I've always wondered about this as well. I bought some base cleaner shit once but it didn't seem to do anything.


----------



## Guest (Dec 11, 2009)

cifex said:


> I've always wondered about this as well. I bought some base cleaner shit once but it didn't seem to do anything.


i mean i assumed its just a rubbing alcohol like substance...
i always treat my bike with denatured alcohol before applying good stickers and stuff...and i assumed thats all you're wanting to do to the base is get the dust off and stuff


----------



## baldylox (Dec 27, 2007)

Whatever it was, it smelled pretty noxious. Had all kinds of warnings on it "O-M-G IF YOU TOUCH THIS WITH UR SKINZ UR GOINGZ TO DIEEE!!!"


----------



## RidePowder (Oct 30, 2008)

Dont use alcohol, or any form of petroleum product. Alcohol will dry out your base beyond repair, and petroleum products corrode plastic.

I dont clean my base, because when I wax, I wax for a longer period of time than most people, (about 15 minutes of ironing) and all the dirt rises out of the base and I just scrape it out.

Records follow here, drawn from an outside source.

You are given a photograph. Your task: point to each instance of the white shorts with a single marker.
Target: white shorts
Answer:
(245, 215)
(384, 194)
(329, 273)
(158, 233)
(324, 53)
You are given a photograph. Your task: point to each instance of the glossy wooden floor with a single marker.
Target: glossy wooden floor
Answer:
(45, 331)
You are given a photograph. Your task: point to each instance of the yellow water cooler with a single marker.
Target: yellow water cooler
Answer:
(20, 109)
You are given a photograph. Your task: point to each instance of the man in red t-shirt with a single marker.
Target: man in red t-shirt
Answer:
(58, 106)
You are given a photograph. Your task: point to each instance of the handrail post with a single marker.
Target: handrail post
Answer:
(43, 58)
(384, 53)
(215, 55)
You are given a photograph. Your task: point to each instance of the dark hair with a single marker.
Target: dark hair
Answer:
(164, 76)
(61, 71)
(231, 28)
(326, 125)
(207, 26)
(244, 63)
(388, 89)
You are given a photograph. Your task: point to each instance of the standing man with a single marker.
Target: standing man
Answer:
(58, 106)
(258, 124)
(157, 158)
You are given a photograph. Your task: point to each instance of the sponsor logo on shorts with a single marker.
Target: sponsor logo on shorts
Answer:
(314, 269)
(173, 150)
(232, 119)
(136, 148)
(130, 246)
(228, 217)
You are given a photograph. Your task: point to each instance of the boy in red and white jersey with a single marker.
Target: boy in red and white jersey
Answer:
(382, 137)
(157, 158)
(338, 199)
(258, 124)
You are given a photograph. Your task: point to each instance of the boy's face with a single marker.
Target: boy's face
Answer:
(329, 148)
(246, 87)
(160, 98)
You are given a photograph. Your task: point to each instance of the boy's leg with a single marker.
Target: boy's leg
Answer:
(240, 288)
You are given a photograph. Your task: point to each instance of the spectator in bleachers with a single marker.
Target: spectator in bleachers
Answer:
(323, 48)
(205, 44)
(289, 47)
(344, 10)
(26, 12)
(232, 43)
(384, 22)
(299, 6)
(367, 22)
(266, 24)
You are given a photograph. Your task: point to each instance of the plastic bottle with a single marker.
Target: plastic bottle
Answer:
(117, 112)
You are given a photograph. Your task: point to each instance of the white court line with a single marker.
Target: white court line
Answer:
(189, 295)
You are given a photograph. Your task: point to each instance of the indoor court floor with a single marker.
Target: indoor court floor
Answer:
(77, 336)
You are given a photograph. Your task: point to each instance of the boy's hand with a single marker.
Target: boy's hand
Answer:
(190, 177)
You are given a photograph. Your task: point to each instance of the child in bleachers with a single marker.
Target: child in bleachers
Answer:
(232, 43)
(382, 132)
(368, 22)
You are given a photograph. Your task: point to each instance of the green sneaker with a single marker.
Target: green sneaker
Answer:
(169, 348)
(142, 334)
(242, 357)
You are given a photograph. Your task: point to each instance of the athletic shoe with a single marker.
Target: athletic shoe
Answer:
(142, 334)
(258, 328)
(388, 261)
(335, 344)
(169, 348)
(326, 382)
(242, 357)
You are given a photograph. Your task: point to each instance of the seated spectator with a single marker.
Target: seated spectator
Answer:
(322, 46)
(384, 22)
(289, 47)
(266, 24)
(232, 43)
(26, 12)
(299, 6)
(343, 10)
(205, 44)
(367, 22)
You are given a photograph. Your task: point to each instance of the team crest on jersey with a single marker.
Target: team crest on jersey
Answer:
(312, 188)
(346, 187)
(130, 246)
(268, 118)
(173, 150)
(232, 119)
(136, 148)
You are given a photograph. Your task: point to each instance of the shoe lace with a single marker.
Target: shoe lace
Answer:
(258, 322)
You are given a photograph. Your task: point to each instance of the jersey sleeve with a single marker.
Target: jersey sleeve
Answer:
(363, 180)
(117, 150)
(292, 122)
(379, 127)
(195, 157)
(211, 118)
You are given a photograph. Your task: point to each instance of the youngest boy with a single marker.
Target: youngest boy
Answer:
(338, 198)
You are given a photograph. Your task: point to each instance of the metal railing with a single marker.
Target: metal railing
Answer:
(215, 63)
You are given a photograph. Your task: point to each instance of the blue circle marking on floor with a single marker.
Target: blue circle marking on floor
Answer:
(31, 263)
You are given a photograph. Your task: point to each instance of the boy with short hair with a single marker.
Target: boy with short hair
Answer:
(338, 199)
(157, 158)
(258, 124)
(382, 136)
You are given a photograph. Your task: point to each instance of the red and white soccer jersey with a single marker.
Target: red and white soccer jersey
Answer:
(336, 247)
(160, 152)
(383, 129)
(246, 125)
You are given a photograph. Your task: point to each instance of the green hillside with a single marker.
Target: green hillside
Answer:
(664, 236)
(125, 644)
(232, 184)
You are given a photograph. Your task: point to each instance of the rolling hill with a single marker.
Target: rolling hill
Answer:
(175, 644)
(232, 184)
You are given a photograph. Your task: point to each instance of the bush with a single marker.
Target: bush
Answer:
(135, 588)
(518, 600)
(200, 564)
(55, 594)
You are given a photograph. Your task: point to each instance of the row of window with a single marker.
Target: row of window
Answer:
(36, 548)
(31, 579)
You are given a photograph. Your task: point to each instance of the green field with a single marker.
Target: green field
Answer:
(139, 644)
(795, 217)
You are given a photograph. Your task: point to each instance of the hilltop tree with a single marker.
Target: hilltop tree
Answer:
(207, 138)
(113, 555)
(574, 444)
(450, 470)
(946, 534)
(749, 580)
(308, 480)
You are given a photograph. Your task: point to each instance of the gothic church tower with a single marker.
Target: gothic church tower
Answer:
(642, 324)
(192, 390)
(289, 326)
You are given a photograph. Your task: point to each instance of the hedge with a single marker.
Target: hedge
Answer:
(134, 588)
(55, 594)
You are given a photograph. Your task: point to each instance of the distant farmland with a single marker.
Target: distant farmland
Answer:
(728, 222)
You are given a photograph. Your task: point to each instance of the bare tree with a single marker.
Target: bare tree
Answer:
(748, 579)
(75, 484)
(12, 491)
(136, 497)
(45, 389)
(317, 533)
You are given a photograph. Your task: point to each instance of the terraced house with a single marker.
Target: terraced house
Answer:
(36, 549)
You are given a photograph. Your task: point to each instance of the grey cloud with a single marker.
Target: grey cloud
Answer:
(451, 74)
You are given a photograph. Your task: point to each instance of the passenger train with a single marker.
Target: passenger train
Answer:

I do clean when I do gouge fills, I take a citrus base cleaner, made by SKS, and I spray it onto a paper towel I then scrub the gouge and surrounding area for a few minutes and let it sit for 15 so that it dries out before i start melting P-tex into it


----------



## Psi-Man (Aug 31, 2009)

Buy some cheap wax and just do a hot scrape.


----------



## DC5R (Feb 21, 2008)

Go to Home Depot, pick up a bottle of citrus cleaner by Zep and us sparingly. This has worked for me for several seasons when I get gunk on my board's base.


----------